Крышка шкатулки была закрыта. Гэллегер временно отложил эту проблему и занялся дальнейшим осмотром. Загадочных устройств оказалось довольно много, а под конец он заметил диск сантиметров в десять диаметром и с канавкой по ребру.
– И все-таки, что она делает? Эй, Нарцисс!
– Меня зовут не Нарцисс, – обиженно ответил робот.
– У меня голова болит от одного взгляда на тебя, а ты еще хочешь, чтобы я помнил твое имя, – рявкнул Гэллегер. – Кстати, у машин и не должно быть имен. Ну-ка, иди сюда.
– Слушаю…
– Что это такое?
– Машина, – ответил робот, – но ей далеко до моей красоты.
– Надеюсь, она полезнее тебя. Что она, по-твоему, делает?
– Глотает землю.
– Ага. И потому на дворе дырка.
– Двора-то нет, – напомнил ему робот.
– Есть.
– Двор, – заявил робот, не совсем точно цитируя Томаса Вулфа, – это не только двор, но также и отрицание двора. Это встреча в пространстве двора и в пространстве его отсутствия. Двор – это конечное количество грязной земли, это факт, детерминированный отрицанием себя.
– Ты сам-то понял, что намолол? – спросил Гэллегер, желая и сам это узнать.
– Да.
– Отлично. Ну, хватит болтать о грязи. Я хочу знать, зачем я сделал эту машину.
– Вопрос не по адресу. Ты меня выключил на много дней и даже недель.
– Да, помню. Ты торчал перед зеркалом и не давал мне побриться.
– Это был вопрос артистической интегральности.
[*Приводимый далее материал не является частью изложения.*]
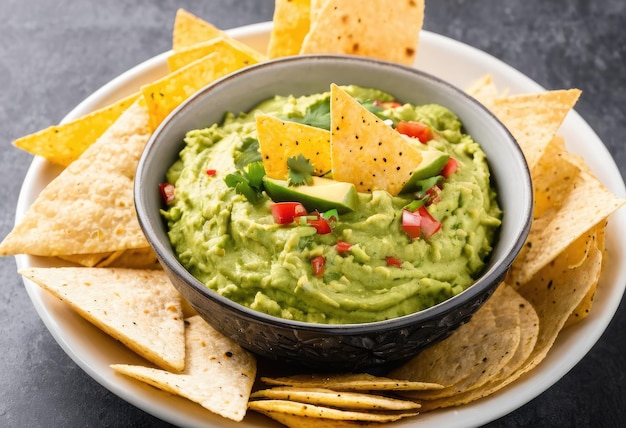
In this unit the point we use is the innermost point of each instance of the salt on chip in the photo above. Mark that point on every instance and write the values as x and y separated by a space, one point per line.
587 204
339 399
89 207
63 144
291 22
279 140
140 308
164 95
474 353
351 382
322 412
230 53
534 119
373 29
365 151
218 374
190 29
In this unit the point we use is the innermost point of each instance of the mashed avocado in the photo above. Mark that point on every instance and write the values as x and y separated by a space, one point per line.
237 249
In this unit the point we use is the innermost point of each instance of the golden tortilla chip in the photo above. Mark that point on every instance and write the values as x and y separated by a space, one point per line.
554 293
285 407
392 33
364 150
140 308
231 54
291 23
89 207
63 144
339 399
279 140
218 373
587 204
190 29
474 354
534 119
350 382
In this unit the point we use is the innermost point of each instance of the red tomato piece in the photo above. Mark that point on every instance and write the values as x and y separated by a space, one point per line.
168 192
429 224
411 223
318 263
342 247
393 261
415 129
286 212
450 168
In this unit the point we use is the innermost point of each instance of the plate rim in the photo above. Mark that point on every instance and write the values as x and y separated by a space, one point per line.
467 415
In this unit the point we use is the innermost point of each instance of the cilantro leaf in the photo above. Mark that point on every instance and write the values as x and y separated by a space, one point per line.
300 171
248 182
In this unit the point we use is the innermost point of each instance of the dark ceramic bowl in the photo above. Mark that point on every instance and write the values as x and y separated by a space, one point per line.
318 346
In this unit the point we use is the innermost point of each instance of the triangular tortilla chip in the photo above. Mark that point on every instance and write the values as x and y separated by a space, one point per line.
364 150
63 144
534 119
189 29
140 308
280 140
291 23
231 53
393 31
218 373
89 207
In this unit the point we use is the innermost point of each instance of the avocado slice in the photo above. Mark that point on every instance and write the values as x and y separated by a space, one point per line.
431 165
323 195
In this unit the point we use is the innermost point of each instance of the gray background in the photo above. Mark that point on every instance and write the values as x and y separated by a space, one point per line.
53 54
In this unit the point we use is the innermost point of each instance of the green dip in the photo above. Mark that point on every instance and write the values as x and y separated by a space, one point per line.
237 249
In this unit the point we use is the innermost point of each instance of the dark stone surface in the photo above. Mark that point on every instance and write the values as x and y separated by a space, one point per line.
54 54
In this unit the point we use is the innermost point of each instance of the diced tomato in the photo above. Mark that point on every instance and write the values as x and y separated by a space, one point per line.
450 168
168 192
415 129
429 224
318 263
393 261
342 246
411 222
387 104
286 212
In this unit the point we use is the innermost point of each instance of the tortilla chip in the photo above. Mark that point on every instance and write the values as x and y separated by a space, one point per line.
474 354
587 204
554 293
63 144
190 29
364 150
291 23
292 408
89 207
218 373
350 382
279 140
140 308
340 27
339 399
534 119
231 54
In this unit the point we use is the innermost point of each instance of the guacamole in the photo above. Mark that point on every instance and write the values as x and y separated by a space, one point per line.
368 268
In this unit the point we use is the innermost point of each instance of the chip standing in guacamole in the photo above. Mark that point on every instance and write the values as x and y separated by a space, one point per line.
373 262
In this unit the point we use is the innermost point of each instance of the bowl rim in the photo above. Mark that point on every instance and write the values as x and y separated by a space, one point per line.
166 254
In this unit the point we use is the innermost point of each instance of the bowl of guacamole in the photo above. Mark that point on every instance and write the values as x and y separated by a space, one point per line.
334 210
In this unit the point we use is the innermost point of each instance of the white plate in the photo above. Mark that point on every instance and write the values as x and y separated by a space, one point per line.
458 63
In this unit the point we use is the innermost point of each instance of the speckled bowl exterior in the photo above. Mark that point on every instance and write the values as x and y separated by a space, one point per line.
335 347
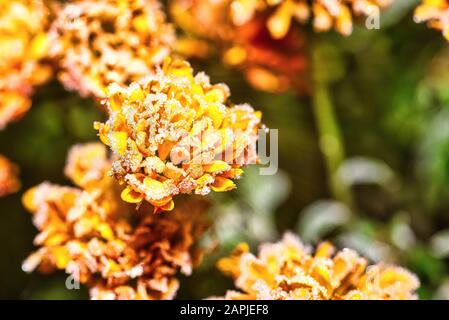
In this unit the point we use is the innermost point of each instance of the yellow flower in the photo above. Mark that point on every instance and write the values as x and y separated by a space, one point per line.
163 244
326 14
89 233
99 42
436 13
87 164
268 63
23 49
288 270
9 183
175 133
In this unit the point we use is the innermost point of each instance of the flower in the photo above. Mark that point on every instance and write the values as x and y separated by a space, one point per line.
23 50
98 42
163 245
327 14
91 234
436 13
288 270
87 164
269 64
175 133
9 183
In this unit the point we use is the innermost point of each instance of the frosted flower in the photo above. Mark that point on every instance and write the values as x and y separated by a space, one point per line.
175 133
9 182
289 270
99 42
23 49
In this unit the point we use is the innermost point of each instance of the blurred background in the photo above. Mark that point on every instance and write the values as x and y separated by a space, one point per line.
387 195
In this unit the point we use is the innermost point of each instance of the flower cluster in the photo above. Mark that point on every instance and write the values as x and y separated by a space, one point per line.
9 183
288 270
98 42
23 49
89 232
175 133
436 13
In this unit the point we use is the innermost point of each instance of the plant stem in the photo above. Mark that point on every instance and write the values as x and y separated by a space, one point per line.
330 138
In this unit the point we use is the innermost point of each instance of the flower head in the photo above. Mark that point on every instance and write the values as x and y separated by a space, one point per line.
175 133
288 270
99 42
9 183
163 245
89 233
23 49
436 13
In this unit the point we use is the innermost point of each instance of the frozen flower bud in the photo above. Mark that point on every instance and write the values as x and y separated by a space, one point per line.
326 14
98 42
175 133
9 182
89 233
435 13
268 63
289 270
23 50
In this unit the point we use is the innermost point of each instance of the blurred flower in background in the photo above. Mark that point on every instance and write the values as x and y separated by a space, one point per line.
287 270
436 13
108 41
23 50
9 181
268 63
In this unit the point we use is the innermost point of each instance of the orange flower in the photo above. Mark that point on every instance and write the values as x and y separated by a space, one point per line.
23 49
268 63
436 13
9 183
89 233
175 133
287 270
163 245
87 164
327 14
109 41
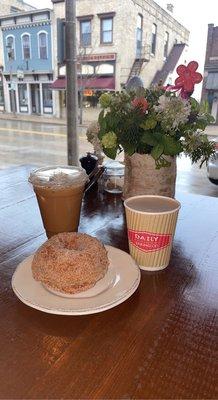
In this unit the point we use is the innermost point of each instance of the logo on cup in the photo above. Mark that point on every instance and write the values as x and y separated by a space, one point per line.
147 241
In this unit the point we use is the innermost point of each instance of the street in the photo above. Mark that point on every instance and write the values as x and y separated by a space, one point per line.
45 144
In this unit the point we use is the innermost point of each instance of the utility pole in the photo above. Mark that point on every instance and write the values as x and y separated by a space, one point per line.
72 90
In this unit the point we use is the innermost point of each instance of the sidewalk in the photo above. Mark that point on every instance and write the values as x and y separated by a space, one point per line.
90 115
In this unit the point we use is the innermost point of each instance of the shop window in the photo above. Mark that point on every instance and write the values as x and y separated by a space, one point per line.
25 38
47 98
106 30
43 45
23 97
153 39
166 44
85 33
87 69
10 46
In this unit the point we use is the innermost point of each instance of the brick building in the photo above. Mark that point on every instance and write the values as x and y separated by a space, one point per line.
27 62
210 83
7 7
116 40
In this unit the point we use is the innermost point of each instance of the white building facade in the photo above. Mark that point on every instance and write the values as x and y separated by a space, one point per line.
117 40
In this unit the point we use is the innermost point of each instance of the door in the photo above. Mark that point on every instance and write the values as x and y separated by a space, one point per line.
139 36
35 98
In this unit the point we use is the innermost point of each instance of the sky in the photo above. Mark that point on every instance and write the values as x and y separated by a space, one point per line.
195 15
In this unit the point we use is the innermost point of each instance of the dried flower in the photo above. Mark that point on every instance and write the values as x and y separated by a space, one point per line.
140 103
109 140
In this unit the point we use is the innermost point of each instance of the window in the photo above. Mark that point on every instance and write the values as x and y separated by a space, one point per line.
85 33
47 98
153 38
25 38
1 95
139 36
23 98
14 9
106 30
166 44
42 45
10 46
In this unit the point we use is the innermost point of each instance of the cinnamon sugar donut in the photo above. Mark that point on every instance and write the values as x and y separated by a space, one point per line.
70 262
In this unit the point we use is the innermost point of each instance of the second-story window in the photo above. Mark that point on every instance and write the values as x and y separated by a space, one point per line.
106 30
10 46
153 39
139 36
85 33
26 46
42 44
166 44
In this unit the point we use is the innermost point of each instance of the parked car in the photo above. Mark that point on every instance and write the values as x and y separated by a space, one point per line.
212 168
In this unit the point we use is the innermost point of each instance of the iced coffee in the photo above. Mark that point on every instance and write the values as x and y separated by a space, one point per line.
59 191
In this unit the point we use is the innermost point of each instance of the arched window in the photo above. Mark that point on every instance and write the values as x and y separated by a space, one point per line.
153 38
43 45
25 40
10 46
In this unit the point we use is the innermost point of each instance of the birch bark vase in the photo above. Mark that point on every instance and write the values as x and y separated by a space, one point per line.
142 177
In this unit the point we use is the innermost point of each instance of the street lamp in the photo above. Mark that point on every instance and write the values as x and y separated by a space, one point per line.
10 58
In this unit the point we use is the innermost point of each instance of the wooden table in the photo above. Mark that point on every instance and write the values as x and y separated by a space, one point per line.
159 344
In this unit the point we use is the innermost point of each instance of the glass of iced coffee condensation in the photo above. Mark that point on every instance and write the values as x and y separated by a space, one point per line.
59 191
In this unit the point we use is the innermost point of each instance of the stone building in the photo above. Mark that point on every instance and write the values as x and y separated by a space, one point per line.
27 71
117 40
210 83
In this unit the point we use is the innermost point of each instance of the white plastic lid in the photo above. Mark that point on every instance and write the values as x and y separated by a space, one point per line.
57 177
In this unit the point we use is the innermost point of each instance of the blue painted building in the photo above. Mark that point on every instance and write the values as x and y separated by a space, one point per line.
27 62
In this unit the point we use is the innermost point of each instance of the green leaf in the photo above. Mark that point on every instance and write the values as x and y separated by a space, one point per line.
149 138
101 117
111 153
157 151
129 148
171 146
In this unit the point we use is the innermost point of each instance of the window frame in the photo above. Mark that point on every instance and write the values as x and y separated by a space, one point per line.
166 44
154 42
139 31
81 21
30 47
38 36
104 18
14 47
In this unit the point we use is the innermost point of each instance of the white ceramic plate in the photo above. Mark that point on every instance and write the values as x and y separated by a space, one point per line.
120 282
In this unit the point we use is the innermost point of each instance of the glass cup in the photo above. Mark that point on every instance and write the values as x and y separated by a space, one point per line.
59 191
151 224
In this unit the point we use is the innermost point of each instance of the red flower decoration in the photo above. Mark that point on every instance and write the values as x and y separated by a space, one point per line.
188 77
141 103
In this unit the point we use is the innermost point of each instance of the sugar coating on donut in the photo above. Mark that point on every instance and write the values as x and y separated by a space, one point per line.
70 262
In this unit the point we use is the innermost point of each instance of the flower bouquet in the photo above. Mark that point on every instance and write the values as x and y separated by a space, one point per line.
159 123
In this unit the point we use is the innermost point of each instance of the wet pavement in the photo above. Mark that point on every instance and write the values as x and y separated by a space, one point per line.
45 144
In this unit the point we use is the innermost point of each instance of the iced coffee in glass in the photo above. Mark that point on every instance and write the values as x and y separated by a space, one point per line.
59 191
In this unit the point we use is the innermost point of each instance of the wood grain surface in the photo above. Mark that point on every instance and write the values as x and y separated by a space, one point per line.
159 344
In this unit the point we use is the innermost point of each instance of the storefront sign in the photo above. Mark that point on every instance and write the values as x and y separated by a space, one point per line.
88 92
97 57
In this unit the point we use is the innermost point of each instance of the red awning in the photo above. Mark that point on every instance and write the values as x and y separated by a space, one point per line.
105 83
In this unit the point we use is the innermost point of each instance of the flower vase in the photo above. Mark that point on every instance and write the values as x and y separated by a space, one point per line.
143 178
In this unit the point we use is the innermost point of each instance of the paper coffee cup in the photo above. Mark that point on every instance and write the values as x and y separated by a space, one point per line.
151 224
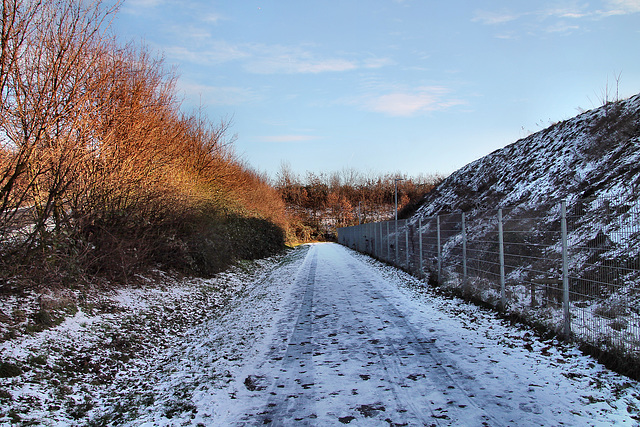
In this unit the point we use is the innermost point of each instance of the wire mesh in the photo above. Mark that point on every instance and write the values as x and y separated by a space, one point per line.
602 251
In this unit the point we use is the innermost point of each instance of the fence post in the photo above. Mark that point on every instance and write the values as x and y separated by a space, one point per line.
420 246
406 239
388 244
464 254
439 250
503 298
565 270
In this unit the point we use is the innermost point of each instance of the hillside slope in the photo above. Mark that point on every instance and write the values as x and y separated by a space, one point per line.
595 154
592 162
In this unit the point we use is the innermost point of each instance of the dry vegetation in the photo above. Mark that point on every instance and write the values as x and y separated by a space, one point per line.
318 204
101 172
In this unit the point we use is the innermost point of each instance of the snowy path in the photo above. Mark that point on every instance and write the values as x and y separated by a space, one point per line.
350 347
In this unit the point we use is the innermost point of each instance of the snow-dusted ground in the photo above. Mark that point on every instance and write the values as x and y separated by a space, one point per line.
326 336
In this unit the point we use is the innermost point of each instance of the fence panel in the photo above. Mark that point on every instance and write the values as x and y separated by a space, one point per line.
575 269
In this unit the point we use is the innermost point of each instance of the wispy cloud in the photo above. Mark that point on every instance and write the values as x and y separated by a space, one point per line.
574 12
287 60
219 95
198 47
407 103
494 18
621 7
288 138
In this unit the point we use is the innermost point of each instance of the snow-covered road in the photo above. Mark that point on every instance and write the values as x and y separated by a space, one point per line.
348 346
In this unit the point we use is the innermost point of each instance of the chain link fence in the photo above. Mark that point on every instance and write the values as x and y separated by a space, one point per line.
571 266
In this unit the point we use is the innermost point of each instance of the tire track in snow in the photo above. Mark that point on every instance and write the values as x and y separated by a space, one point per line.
297 364
344 351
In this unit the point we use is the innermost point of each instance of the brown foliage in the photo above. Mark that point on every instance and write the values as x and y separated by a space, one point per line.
100 170
319 204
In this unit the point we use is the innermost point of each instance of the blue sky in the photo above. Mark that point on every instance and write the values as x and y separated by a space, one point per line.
408 86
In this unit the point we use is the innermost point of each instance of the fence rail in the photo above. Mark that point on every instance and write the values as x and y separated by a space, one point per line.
572 267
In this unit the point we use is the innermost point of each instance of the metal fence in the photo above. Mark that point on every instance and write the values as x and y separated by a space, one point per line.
572 266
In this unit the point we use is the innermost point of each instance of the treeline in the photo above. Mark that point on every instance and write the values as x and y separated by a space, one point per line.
101 172
318 204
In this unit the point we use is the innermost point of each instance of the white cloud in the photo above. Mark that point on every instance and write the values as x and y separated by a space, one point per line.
575 12
288 138
284 60
197 47
218 95
621 7
405 103
493 18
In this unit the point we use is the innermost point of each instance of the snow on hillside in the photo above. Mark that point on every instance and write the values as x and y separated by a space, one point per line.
590 161
595 154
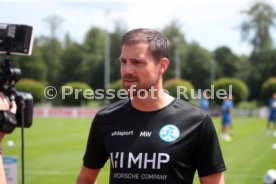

Плоскости моего функционального лица гораздо конкретнее и экспрессивнее твоих.
– Слушай, Нарцисс, – сказал Гэллегер, стараясь держать себя в руках, – я пытаюсь узнать хоть что-нибудь. Могут понять это плоскости твоего хренова функционального мозга?
– Разумеется, – холодно ответил Нарцисс. – Я ничем не могу тебе помочь. Ты включил меня только сегодня утром, перед тем, как заснуть пьяным сном. Машина была уже закончена, но не включена. Я прибрал дом и принес тебе пиво, когда ты проснулся, как всегда, с похмелья.
– Ну так заткнись и принеси мне еще.
– А что с полицейским?
– О-о, совсем забыл. Гмм… Пожалуй, лучше поговорить с этим типом.
Нарцисс тихо вышел, а Гэллегер подошел к окну и еще раз взглянул на невероятную дыру. Почему? Откуда? Он попытался вспомнить, разумеется, без толку. Его подсознание, конечно, знало ответ, но надежно хранило его. Ясно было, что он не сделал бы эту машину без важной причины. Впрочем, так ли? Его подсознание обладало собственной логикой, причем довольно своеобразной и запутанной. Нарцисс, например, был всего лишь консервным ножом.
Робот вернулся. Следом за ним в комнату вошел мускулистый молодой человек в хорошо скроенном мундире.
– Мистер Гэллегер? – спросил он.
– Да.
– Мистер Гэллоуэй Гэллегер?
– И снова я вынужден ответить утвердительно. Чем могу служить?
– Вы можете принять эту повестку в суд, – ответил фараон и вручил Гэллегеру сложенный вдвое листок бумаги.
Запутанная юридическая фразеология мало что сообщила Гэллегеру.
– А кто такой этот Делл Хоппер? – спросил он. – Я никогда о нем не слышал.
– Это уже не мое дело, – буркнул полицейский. – Повестку я доставил, и на этом моя роль кончается.
Он вышел, оставив Гэллегера таращиться на бумагу.
Высмотрел он в ней немного.
Наконец, не придумав ничего лучшего, он переговорил по видеофону с адвокатом, соединился с картотекой юристов и узнал, что юрисконсультом Хоппера является некий Тренч, шишка из Законодательного Собрания. Тренч располагал взводом секретарш для ответов на звонки, но с помощью угроз, уговоров и прямой лжи Гэллегеру удалось связаться с самим шефом.